Был сентябрьский день, вот как сегодня, жаркий и в то же время ласковый. Направляясь от вокзала Фридрихштрассе вдоль Луизенштрассе, которая показалась мне бесконечно длинной, я сняла жакет и перекинула его через руку. Лишь на территории клиники, порядком поплутав, я догадалась взглянуть на небо. Как и сегодня, оно было затянуто легкой дымкой, и сегодня я невольно думаю то же, что подумала тогда или, вернее, не подумала, а почувствовала, не пытаясь облечь свое чувство в слова: я почувствовала острую боль, потому что эта блеклая, такая привычная голубизна, которая, казалось бы, нарочно создана для нас и только нам принадлежит, встречается уже на старинных полотнах, где я не воспринимаю ничего, кроме этой голубизны. Почувствовала возмущение от того, что и через сто лет после нас ее, безучастную и неизменную, снова будет порождать определенное время года, определенное освещение.

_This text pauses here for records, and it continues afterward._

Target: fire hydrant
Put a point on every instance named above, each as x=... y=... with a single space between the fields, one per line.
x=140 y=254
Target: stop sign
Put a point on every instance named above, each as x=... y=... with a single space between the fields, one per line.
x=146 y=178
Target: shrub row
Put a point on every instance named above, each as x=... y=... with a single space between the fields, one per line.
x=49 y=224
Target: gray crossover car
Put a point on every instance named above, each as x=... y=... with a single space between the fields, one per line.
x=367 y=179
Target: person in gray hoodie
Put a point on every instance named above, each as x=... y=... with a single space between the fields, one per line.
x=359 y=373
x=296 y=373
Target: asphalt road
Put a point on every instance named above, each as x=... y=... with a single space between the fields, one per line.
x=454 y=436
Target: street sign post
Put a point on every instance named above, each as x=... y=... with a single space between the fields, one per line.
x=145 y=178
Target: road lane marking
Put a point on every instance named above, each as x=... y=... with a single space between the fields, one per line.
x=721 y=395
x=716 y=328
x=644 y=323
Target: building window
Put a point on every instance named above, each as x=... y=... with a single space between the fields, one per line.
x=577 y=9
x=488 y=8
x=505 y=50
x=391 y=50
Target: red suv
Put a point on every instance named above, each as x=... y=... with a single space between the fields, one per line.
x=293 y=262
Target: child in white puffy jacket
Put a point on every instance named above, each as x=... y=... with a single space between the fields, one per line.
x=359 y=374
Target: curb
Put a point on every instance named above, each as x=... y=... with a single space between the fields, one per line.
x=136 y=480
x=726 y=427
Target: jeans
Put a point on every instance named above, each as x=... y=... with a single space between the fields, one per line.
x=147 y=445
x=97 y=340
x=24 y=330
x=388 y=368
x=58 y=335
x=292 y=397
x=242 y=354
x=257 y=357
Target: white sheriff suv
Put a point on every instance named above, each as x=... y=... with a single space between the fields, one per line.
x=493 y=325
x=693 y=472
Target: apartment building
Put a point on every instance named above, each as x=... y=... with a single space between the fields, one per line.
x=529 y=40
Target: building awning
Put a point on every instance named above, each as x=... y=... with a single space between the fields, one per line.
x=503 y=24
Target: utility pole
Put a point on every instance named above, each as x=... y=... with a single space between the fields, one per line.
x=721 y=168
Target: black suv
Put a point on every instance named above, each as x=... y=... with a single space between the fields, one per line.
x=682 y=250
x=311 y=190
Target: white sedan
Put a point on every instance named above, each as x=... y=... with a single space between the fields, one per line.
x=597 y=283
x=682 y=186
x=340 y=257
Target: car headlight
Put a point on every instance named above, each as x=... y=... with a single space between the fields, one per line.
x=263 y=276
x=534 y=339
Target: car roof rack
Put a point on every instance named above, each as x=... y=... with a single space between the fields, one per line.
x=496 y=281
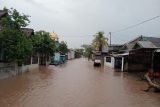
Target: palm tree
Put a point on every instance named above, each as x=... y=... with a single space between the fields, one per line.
x=99 y=41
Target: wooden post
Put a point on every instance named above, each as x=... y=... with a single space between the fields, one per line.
x=122 y=67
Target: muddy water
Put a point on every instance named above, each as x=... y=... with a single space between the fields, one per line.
x=75 y=84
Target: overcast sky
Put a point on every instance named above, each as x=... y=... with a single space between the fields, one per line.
x=75 y=21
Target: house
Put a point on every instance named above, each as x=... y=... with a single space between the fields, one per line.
x=8 y=69
x=141 y=51
x=113 y=56
x=2 y=14
x=136 y=55
x=58 y=57
x=70 y=54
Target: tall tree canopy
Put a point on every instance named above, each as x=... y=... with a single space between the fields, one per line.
x=14 y=43
x=43 y=44
x=99 y=41
x=87 y=50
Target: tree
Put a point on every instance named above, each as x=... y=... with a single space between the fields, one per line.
x=63 y=47
x=15 y=44
x=87 y=50
x=99 y=41
x=43 y=44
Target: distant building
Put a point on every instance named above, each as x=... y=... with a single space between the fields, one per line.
x=2 y=14
x=70 y=54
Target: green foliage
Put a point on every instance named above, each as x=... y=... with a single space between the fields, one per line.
x=15 y=44
x=63 y=47
x=87 y=50
x=78 y=52
x=99 y=41
x=43 y=44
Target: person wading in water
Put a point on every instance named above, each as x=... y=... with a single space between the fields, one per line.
x=150 y=76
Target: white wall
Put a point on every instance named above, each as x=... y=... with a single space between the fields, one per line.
x=109 y=64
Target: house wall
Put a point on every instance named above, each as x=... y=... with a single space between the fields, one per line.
x=71 y=54
x=111 y=63
x=11 y=69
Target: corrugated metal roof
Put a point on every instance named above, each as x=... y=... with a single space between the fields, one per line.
x=146 y=44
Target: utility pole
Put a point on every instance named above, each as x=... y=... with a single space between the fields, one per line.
x=110 y=37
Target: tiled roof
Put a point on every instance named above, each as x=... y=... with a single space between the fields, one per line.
x=146 y=44
x=2 y=13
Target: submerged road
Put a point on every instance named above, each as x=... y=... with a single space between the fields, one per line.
x=75 y=84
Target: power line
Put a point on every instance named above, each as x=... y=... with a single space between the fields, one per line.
x=132 y=26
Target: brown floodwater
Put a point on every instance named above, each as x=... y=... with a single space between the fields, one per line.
x=75 y=84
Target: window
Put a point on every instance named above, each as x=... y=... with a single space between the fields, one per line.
x=108 y=59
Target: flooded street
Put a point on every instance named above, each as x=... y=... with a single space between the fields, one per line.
x=75 y=84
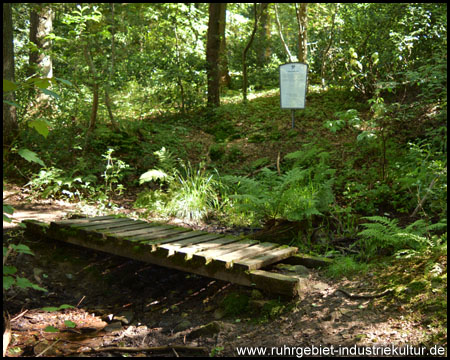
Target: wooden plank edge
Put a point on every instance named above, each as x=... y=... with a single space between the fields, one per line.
x=289 y=286
x=309 y=261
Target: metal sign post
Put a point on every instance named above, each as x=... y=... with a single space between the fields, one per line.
x=293 y=85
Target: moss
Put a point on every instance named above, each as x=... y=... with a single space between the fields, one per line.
x=235 y=304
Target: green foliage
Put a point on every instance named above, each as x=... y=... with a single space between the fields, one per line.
x=191 y=194
x=346 y=266
x=10 y=277
x=301 y=192
x=345 y=118
x=235 y=304
x=383 y=234
x=114 y=172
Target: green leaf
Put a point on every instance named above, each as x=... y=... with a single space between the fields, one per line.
x=51 y=93
x=9 y=270
x=30 y=156
x=9 y=86
x=25 y=283
x=12 y=103
x=8 y=281
x=42 y=83
x=22 y=249
x=50 y=308
x=64 y=81
x=152 y=175
x=41 y=126
x=8 y=209
x=70 y=324
x=51 y=329
x=65 y=306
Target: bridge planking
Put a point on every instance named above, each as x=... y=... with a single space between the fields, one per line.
x=228 y=258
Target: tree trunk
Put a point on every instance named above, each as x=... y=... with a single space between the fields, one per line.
x=244 y=54
x=40 y=62
x=325 y=53
x=263 y=48
x=95 y=87
x=10 y=127
x=280 y=32
x=111 y=72
x=213 y=53
x=302 y=18
x=225 y=78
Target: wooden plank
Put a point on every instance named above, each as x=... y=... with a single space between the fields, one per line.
x=128 y=230
x=154 y=237
x=189 y=251
x=186 y=235
x=272 y=282
x=174 y=246
x=279 y=283
x=144 y=231
x=224 y=249
x=152 y=232
x=105 y=224
x=230 y=258
x=85 y=220
x=265 y=259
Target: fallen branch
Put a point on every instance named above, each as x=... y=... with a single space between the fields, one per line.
x=7 y=333
x=356 y=296
x=164 y=348
x=421 y=201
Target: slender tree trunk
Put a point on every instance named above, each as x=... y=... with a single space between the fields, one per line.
x=280 y=32
x=263 y=49
x=302 y=18
x=178 y=61
x=95 y=87
x=225 y=78
x=111 y=73
x=93 y=119
x=325 y=53
x=213 y=54
x=40 y=62
x=244 y=54
x=10 y=127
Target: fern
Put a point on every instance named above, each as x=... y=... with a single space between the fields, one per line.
x=385 y=234
x=301 y=192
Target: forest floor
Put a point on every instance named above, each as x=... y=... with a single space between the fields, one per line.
x=144 y=310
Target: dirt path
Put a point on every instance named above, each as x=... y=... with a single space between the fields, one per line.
x=152 y=310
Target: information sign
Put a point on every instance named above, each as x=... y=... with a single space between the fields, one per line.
x=293 y=84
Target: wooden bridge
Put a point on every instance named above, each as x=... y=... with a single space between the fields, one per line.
x=228 y=258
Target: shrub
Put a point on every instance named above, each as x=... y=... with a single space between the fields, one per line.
x=299 y=193
x=383 y=234
x=191 y=194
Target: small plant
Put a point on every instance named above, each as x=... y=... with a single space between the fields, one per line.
x=114 y=172
x=298 y=194
x=345 y=266
x=10 y=277
x=191 y=194
x=384 y=234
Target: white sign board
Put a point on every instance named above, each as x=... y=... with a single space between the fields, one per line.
x=293 y=84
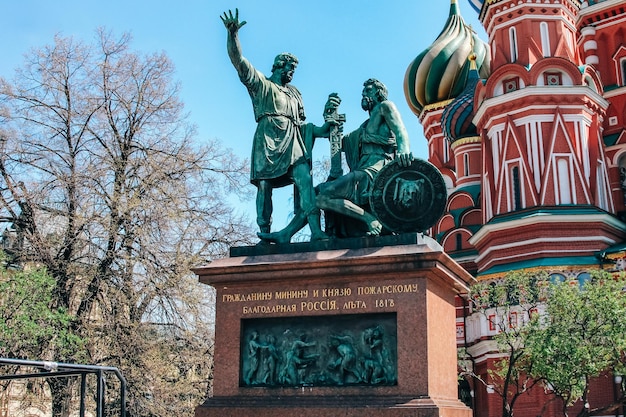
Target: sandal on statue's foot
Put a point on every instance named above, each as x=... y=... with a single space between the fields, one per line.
x=274 y=237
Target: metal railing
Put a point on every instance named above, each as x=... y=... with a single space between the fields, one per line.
x=67 y=370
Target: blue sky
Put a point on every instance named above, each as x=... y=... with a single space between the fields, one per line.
x=339 y=43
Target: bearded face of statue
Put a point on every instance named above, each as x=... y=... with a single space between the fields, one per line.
x=369 y=97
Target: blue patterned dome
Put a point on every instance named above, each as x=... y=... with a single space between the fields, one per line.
x=456 y=120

Эта мысль неприятно меня поразила, как поразили вдруг омерзительная краснота больничных корпусов и обнаженный звук моих шагов по истертым ступеням. Я уже предвидела, что так же неприятно поразит меня и ее вид. Вот она лежит на последней койке в длинном ряду, а по другую сторону прохода стоит ровно столько же коек, всего около двадцати. Нет, это было не место для свиданья после долгой разлуки, потому что, когда я увидела ее в постели, мне почудилось, будто она долго отсутствовала и очень за это время изменилась.
Наконец она накинула больничный халат и вышла со мной в коридор. Мы обе стояли у окна, я помню, мы говорили про соседку Кристы Т. по палате, трамвайную кондукторшу.
Они не понимают, что с ними происходит, рассказывала Криста Т., и мне захотелось, чтобы она проявляла большую нетерпимость, коль скоро ей не удалось сломить смирение молодой женщины, ее усталую покорность перед лицом страданий, которые причиняет ей муж. Мы ни минуты не сомневались, что она обязана предпринимать попытки, ибо чувствовали себя связанными обещанием, которого на самом деле никогда не давали, но которое тем не менее было посерьезней настоящей клятвы: помогать нужно всем, и безотлагательно. Потом ты видишь больную женщину, которой нельзя помочь, и чувствуешь себя клятвоотступником.